Delta Regional Authority Waiver
The Delta Regional Authority (DRA) is a federal-state partnership serving a 240-county/parish area in an eight-state region. Led by a Federal Co-Chairman and the governors of each participating state, the DRA is designed to remedy severe and chronic economic distress by stimulating economic development and fostering partnerships that will have a positive impact on the region's economy. The DRA waiver requires the foreign born physician to practice at least 40 hours per week as a clinical care physician for a minimum period of three years at a health professional shortage area (HPSA) or medically underserved area (MUA) facility located in the Delta region. The eight states included in the region are Alabama, Arkansas, Illinois, Kentucky, Louisiana, Mississippi, Missouri, and Tennessee (counties/parishes covered by DRA can be found at http://www.dra.gov/dra_coverage_map.html).

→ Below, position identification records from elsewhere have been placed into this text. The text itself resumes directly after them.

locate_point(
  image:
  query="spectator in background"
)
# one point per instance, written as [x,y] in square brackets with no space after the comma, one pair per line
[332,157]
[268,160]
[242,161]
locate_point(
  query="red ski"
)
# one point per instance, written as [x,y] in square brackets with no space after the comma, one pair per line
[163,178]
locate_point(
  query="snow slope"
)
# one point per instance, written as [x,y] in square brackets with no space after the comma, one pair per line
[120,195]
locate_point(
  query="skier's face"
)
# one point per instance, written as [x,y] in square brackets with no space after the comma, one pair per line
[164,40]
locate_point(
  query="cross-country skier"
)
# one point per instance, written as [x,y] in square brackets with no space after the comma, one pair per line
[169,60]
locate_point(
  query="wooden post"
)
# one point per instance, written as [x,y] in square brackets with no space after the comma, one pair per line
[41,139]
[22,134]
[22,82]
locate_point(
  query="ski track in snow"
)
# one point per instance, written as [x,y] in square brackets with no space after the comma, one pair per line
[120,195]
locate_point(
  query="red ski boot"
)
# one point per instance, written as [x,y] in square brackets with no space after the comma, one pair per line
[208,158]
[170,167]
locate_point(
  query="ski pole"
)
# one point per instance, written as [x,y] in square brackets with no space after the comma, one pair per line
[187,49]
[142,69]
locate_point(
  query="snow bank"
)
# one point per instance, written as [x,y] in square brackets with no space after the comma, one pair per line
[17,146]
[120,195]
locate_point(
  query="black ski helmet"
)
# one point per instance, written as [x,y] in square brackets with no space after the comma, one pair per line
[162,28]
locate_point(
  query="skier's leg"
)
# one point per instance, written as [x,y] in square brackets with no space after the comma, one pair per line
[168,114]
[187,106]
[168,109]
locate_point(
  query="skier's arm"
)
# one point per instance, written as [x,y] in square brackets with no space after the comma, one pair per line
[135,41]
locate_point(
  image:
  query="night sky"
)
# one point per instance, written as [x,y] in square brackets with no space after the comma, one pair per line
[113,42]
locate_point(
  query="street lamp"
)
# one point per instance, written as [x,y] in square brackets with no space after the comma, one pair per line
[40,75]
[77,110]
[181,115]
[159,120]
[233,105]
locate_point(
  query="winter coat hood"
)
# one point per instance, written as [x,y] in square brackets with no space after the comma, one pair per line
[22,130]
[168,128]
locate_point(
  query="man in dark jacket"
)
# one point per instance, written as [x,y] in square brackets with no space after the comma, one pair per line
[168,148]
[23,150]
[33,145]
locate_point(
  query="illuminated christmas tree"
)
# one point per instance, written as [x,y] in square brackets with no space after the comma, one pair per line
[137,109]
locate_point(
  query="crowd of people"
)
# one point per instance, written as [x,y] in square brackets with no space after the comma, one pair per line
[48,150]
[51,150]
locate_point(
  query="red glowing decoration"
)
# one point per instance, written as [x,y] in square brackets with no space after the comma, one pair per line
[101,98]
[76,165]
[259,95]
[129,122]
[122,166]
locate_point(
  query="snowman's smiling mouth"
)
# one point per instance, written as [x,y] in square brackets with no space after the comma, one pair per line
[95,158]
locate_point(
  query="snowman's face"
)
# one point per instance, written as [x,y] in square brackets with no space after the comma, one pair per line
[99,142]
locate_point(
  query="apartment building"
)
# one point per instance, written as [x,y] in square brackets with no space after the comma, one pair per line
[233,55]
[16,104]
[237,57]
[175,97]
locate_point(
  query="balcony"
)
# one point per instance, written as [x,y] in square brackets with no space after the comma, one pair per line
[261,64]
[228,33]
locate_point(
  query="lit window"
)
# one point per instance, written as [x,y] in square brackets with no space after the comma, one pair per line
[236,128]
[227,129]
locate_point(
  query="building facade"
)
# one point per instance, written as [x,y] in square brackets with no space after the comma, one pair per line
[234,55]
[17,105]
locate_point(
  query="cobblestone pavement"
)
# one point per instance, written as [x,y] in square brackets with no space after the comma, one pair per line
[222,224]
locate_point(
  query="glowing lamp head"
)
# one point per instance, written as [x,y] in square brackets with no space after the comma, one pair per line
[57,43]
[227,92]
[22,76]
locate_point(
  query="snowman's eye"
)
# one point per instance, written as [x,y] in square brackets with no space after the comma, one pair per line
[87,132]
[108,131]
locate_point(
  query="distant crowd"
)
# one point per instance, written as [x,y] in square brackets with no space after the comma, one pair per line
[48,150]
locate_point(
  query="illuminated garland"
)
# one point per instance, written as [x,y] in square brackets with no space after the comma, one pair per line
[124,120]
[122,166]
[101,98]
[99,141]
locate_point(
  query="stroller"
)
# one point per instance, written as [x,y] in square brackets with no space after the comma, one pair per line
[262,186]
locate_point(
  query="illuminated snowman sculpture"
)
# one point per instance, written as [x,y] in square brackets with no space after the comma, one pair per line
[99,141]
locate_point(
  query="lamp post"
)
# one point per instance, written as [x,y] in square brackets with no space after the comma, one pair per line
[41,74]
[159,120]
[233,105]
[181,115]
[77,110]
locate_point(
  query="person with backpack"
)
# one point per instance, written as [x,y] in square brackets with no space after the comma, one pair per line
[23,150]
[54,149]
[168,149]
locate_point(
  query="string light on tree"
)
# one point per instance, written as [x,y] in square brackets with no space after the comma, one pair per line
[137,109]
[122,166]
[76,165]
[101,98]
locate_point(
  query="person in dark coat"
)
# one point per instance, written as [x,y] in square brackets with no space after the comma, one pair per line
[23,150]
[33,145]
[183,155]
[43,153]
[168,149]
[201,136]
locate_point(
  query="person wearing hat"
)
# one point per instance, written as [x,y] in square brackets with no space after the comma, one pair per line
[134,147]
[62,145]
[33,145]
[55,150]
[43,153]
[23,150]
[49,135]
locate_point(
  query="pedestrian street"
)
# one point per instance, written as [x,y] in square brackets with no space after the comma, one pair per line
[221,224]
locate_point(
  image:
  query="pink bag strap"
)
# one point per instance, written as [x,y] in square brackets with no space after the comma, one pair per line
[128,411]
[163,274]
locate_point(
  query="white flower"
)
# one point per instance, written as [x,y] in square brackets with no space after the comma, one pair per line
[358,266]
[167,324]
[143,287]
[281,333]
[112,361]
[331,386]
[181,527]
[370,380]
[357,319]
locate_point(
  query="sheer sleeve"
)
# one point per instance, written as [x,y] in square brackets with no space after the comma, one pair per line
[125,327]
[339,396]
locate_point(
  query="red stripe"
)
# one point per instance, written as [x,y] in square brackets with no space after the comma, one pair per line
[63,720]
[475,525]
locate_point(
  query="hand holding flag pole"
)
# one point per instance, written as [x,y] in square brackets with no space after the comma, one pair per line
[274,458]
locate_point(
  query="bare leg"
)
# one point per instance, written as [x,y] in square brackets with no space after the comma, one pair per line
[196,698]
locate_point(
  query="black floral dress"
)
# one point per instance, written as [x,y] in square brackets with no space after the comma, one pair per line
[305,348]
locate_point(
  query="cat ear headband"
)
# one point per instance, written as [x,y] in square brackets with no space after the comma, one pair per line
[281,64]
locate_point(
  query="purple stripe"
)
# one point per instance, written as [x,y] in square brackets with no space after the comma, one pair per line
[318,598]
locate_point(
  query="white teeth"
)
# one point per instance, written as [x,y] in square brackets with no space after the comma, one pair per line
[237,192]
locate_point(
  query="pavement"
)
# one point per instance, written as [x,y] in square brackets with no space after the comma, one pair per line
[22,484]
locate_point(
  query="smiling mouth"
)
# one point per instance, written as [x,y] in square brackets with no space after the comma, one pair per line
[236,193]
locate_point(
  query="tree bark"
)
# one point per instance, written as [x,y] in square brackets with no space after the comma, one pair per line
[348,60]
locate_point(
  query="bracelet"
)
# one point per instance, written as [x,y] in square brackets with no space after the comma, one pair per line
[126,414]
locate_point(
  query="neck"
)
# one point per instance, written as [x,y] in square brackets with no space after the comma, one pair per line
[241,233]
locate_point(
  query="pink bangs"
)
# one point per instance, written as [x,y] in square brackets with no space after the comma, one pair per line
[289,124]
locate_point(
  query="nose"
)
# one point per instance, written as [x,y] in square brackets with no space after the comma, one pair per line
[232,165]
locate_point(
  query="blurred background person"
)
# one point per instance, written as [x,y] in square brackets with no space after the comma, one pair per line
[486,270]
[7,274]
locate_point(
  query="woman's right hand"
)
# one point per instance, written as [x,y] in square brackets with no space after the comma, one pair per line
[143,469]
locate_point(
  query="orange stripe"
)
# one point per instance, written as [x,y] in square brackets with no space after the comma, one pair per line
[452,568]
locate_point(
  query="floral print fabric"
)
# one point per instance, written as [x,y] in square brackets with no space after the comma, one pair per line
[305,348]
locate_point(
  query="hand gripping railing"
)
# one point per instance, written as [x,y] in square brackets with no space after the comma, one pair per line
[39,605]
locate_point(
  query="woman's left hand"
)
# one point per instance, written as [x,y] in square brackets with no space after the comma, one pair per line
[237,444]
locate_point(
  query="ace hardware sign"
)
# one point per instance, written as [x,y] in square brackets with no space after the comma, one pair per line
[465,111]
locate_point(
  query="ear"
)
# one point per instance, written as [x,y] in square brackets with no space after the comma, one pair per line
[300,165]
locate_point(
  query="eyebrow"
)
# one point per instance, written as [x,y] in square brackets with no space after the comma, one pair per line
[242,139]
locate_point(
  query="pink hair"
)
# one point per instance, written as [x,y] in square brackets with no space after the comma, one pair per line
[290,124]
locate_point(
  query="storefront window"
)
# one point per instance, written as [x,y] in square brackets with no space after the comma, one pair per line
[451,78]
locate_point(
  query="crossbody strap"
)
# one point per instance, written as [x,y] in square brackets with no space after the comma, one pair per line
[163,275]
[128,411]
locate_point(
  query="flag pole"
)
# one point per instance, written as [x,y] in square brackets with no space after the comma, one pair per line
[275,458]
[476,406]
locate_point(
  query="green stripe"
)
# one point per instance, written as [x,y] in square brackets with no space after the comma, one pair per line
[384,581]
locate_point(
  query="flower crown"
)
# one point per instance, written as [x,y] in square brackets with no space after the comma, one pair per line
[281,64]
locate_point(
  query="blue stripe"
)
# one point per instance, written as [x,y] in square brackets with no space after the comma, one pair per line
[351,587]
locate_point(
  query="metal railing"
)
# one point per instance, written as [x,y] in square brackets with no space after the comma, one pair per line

The DRA will sponsor primary care and specialist physicians and charges a $3000 application fee to process waiver applications.
The Conrad 30 Waiver
The Conrad 30 Waiver is by far the most widely-used waiver program for J-1 physicians. Under this program, named after Senator Kent Conrad who sponsored the 1994 law that created it, each state (including Washington, D.C., Puerto Rico, Guam, and the U.S. Virgin Islands) can sponsor up to 30 physicians for J-1 waivers each year. To be eligible for a Conrad 30 waiver, a foreign physician must agree to work for three years in a facility located in a health professional shortage area (HPSA) or medically underserved area (MUA) (unless applying for a FLEX location) and agree to begin work within 90 days of the USCIS approval of the waiver.
Each state administers its allotment of waivers and has its own requirements for waiver requests. Generally, a foreign physician is required to sign a three-year employment contract (usually without a non-compete clause). Also, evidence must be provided that the employer attempted in good faith to recruit U.S. citizen physicians, and that the facility is viable and located in a HPSA or MUA or qualifies for a FLEX waiver. In general, the proposed practice must be located within a designated health care shortage area. Federal law permits up to 10 of the state's 30 annual waiver slots to be used for practice locations outside of designated shortage areas, when the employer can demonstrate that it serves patients who live in shortage areas. These waivers are generally referred to as “Flex 10” or “Flex” waivers. Each state may have its own criteria for the documentation needed for a facility and physician to qualify for a FLEX waiver.
Most states limit waiver requests to physicians who will practice primary care. Like the ARC and HHS clinical care waivers, primary care is usually defined as practice in internal medicine, pediatrics, family practice or obstetrics/gynecology, or general psychiatry. However, many states will also grant waiver requests for specialty physicians, provided the HPSA or MUA has a sufficient need for such specialists.
Nearly all states begin to accept J-1 waiver applications for their programs on October 1. Because of the limited number of slots available (30) for each state, an early application filed on October 1 or soon after stands a better chance of approval, especially in states where the demand for waiver slots is highly competitive. What's more, the typical timeline to obtain a waiver approval is three to six months, depending upon the state. Therefore, it is critical for a J-1 physician to find employment as early as possible in the last year of residency or fellowship. For example, a J-1 physician in her third year of an internal medicine residency and graduating on June 30, 2013 should have an employment contract by September 1, 2012, allowing sufficient time to prepare and file a waiver application on October 1. While it is possible to apply later and obtain approval, delay in filing can limit the job choices for J-1 physicians.